Seems like Niigata Governor Hirohiko Izumida’s “on hold” timetable has only lasted a day as he granted Tokyo Electric Power Co (TEPCO) the permission to apply the Kashiwazaki-Kariwa plant for safety screening tests under the new standards by the Nuclear Regulation Authority. The utility is set to file the application on Friday for the inspection of reactors 6 and 7 of the nuclear plant in Niigata Prefecture.
On Wednesday, TEPCO President Naomi Hirose personally sought permission from the Niigata governor as the NRA requires nuclear operators to seek the local governments’ approval prior to safety inspections. Izumida at first responded by saying he will “keep this issue on hold.” The prefectural governor, however, gave the green light to TEPCO on Thursday for the safety inspection application. “Kashiwazaki-Kariwa nuclear power plant may be halted but it is a living facility, and safety must be ensured at the plant,” said Izumida, who is also known for being outspoken against the nuclear reactors. TEPCO also manages the crippled nuclear plant in Fukushima, which is currently undergoing problematic clean-up and decommissioning operations.

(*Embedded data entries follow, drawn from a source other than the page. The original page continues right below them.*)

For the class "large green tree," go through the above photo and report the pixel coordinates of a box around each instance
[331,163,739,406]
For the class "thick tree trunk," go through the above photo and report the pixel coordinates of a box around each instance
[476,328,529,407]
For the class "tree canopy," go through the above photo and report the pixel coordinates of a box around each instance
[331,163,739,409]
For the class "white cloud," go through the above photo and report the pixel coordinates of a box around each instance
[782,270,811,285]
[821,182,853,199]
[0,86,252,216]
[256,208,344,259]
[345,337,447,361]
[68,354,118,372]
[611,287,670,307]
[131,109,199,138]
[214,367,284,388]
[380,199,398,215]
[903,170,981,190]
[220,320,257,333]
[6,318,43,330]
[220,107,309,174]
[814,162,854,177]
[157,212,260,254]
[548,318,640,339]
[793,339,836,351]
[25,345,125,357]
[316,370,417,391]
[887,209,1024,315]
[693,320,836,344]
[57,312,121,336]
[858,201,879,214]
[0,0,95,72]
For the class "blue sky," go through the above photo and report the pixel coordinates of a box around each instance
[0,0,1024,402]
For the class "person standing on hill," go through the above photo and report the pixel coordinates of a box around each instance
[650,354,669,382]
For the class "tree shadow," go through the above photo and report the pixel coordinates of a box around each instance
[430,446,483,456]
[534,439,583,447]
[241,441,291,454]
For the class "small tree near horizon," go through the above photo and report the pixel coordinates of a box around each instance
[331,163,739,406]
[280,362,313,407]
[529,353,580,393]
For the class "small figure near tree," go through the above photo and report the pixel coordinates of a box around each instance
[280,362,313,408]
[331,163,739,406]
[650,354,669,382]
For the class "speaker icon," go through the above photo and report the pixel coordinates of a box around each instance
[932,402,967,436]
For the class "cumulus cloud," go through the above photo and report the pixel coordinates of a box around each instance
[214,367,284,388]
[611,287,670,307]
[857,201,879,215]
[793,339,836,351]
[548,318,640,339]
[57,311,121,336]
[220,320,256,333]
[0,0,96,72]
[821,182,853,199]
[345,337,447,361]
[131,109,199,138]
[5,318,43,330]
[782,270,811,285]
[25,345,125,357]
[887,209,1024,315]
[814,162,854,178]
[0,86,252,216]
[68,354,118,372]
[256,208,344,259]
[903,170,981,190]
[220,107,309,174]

Japan is currently without any online nuclear reactor as the last two allowed to operate have gone offline for inspections. The country is now dependent on imported gas as their main source of energy. As for the permission granted by Gov. Izumida, NRA Chairman Shunichi Tanaka has not yet given any comment. Should the Kashiwazaki-Kariwa nuclear reactors 6 and 7 pass the NRA safety screening tests, then the world’s largest nuclear plant will be back in operation. It is also considered that if operations resume in the plant, TEPCO can save $1 billion a month in providing power to the region given that all of the seven reactors will go online.